Last year, Yukon Gem was planted on a total of 32 acres in five western states. That's a respectable figure for a specialty potato still considered a relative newcomer to the potato industry. The acreage was enough to produce seed for plants that, in all, could yield a total of at least 41 million Yukon Gem potatoes.

Yukon Gem got its start in North Dakota as one of many unnamed, untested offspring of Yukon Gold and Brodick, a disease-resistant potato from Scotland. In 1995, the Aberdeen scientists selected it from among thousands of other potatoes they were evaluating in their research fields in Idaho.

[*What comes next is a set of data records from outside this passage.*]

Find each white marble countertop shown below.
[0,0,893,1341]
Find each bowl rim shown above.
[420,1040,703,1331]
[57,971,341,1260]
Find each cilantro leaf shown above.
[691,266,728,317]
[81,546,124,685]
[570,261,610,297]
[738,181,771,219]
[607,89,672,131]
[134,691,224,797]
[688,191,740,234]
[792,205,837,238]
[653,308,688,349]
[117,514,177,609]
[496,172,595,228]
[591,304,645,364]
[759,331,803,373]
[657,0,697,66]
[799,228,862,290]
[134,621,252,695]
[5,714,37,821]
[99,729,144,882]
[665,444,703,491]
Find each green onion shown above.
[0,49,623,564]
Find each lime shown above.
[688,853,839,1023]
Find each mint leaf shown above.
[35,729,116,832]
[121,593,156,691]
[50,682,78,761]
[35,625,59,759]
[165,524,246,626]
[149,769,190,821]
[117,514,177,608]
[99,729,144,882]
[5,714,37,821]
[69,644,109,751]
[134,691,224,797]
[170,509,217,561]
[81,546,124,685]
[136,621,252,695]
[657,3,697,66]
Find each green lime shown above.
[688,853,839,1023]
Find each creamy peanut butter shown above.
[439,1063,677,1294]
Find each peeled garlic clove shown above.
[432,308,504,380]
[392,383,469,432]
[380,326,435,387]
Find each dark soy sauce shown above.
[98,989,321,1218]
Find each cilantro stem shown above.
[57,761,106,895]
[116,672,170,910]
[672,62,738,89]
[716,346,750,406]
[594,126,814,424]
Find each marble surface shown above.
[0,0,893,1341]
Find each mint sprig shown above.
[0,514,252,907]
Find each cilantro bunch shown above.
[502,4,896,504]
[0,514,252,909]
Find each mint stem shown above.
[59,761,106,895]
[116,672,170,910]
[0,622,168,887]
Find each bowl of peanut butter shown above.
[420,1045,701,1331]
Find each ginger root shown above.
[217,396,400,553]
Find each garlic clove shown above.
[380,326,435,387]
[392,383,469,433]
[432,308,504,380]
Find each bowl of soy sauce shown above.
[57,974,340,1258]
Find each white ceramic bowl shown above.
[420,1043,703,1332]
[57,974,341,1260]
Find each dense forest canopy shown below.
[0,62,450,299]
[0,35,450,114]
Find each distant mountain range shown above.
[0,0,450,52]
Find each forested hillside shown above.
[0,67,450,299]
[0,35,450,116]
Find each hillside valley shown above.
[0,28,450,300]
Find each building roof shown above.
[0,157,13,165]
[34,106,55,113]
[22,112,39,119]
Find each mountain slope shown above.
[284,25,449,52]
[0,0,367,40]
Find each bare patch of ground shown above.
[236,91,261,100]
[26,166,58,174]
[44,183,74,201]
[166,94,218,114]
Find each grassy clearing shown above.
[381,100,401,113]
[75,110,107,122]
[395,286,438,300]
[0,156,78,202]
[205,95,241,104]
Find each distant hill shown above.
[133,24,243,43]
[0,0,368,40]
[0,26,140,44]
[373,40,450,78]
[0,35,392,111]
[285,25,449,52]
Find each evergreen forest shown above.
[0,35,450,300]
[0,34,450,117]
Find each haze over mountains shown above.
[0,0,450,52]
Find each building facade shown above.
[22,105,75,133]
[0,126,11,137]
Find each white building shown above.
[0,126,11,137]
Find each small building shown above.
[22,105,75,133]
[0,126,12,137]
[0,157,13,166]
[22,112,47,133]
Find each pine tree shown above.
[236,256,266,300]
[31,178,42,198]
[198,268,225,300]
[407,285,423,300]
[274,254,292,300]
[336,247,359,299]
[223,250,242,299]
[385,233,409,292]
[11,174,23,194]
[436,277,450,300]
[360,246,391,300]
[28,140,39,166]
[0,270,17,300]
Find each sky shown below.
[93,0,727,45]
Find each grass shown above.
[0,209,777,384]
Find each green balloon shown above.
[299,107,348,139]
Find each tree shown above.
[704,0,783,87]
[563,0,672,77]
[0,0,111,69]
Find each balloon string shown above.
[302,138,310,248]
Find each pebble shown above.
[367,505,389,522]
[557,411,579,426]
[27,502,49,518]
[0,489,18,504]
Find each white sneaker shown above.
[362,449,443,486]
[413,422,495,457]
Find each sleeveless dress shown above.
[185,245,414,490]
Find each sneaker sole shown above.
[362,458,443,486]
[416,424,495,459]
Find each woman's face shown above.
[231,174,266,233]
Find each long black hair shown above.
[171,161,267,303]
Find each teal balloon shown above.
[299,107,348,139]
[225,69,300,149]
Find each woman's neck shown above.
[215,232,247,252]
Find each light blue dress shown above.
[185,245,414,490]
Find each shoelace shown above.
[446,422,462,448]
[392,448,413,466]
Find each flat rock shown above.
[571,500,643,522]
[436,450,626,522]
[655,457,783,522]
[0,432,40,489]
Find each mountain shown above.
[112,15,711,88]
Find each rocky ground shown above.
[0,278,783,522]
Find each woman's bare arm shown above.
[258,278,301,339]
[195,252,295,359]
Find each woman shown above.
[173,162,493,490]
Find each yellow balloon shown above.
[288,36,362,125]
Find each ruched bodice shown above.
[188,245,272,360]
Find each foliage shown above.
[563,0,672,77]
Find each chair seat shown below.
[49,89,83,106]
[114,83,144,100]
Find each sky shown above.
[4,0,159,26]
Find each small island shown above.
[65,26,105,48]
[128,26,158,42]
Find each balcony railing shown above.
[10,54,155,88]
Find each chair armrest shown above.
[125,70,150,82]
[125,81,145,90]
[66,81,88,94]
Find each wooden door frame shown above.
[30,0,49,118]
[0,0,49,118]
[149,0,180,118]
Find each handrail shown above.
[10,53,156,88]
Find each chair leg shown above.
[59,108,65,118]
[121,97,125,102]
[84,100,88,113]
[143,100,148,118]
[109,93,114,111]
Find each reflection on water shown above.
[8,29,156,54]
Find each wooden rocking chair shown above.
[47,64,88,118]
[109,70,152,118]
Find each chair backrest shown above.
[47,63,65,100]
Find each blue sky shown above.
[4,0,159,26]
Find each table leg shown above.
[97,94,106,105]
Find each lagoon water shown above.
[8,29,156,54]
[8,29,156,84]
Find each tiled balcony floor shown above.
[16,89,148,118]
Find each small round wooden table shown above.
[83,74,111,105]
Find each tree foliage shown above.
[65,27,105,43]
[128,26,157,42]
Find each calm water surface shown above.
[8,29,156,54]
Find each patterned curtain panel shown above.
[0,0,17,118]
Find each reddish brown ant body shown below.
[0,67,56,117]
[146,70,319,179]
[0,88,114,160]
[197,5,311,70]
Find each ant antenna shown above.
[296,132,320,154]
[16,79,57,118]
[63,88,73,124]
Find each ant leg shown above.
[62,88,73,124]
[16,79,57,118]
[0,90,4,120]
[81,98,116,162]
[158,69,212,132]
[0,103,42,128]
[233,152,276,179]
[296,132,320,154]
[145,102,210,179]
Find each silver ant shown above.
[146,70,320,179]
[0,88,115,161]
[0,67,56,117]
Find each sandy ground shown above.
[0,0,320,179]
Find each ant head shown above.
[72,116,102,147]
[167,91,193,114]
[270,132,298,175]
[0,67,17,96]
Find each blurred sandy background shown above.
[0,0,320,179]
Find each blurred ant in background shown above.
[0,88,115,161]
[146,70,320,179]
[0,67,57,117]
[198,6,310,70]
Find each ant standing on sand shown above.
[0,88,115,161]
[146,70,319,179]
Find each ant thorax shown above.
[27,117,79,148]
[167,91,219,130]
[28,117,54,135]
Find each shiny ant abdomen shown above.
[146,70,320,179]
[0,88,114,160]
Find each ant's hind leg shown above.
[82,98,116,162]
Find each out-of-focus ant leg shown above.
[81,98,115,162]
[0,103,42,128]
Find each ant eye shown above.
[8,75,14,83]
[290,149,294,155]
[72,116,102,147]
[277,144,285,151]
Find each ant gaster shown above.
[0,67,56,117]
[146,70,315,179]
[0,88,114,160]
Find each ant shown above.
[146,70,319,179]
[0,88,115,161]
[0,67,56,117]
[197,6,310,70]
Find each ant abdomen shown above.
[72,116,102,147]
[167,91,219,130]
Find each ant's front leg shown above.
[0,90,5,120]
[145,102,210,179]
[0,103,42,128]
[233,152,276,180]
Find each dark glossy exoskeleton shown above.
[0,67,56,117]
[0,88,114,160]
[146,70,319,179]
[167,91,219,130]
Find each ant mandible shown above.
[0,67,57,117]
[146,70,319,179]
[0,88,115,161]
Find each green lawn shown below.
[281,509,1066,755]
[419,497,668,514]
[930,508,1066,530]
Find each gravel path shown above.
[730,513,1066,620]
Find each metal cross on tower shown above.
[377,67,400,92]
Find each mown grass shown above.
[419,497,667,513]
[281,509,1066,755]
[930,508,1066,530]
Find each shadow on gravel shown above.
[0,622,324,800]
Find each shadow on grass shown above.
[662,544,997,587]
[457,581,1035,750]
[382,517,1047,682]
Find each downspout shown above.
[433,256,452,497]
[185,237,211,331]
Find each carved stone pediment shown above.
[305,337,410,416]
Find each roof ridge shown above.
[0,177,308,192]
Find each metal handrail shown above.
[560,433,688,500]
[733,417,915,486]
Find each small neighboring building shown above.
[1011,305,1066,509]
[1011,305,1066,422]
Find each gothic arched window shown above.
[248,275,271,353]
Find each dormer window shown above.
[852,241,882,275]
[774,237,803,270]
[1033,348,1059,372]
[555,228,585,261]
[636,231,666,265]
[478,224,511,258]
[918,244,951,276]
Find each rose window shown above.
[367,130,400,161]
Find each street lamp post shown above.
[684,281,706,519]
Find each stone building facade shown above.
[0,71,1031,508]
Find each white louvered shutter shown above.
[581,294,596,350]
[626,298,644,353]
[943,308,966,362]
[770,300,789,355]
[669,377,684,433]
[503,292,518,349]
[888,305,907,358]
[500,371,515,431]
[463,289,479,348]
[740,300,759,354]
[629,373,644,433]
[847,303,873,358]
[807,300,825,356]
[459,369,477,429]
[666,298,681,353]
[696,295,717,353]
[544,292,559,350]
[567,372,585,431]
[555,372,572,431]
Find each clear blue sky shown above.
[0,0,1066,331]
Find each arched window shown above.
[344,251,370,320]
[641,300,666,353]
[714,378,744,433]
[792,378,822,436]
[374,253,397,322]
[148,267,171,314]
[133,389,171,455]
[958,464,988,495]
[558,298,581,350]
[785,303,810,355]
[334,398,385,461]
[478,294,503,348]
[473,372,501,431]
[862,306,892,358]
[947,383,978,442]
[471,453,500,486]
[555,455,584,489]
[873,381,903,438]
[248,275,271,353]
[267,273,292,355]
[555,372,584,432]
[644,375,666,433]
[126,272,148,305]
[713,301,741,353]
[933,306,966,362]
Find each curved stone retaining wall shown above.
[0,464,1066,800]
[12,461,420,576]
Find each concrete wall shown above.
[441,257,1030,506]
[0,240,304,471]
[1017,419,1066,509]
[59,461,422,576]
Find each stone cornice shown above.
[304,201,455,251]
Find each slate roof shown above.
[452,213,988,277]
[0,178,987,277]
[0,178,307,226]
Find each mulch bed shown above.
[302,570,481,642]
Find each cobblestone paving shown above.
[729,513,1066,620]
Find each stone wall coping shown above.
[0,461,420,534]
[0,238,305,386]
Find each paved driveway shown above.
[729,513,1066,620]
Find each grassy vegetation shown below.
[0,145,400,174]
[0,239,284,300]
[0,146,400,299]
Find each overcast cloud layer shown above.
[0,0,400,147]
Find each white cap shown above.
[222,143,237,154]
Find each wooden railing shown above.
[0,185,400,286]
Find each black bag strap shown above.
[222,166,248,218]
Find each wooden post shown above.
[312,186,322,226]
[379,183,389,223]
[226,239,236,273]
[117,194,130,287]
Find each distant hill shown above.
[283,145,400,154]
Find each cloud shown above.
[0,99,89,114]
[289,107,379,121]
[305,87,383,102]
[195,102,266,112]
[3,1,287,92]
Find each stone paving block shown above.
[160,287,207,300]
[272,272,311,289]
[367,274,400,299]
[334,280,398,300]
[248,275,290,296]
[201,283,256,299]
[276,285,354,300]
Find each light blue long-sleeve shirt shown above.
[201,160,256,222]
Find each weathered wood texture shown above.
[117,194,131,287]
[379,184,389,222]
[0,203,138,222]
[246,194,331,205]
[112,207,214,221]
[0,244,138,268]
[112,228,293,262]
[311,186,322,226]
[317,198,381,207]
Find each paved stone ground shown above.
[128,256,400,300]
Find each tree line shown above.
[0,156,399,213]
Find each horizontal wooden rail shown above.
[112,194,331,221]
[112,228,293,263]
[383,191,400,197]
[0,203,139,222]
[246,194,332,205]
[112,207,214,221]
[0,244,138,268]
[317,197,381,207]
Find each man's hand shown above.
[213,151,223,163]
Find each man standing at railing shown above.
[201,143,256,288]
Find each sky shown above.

They gave it the designation NDA5507-3Y and evaluated it in rigorous field trials over 11 years in five states.

Colleagues from state universities in Idaho, Oregon and Washington – participants in what’s known as the Northwest Potato Variety Development Program – were among the collaborators in evaluations that led to the tuber's naming and eventual release.

In the field tests, Yukon Gem’s impressive yields averaged 12 per cent higher in eastern Idaho, 22 per cent higher at test sites in Washington, and 41 per cent higher in parts of Oregon than its Yukon Gold parent. Also, Yukon Gem showed notable resistance to many of the microbes that cause costly diseases such as dry rot, and both foliar and tuber late blight.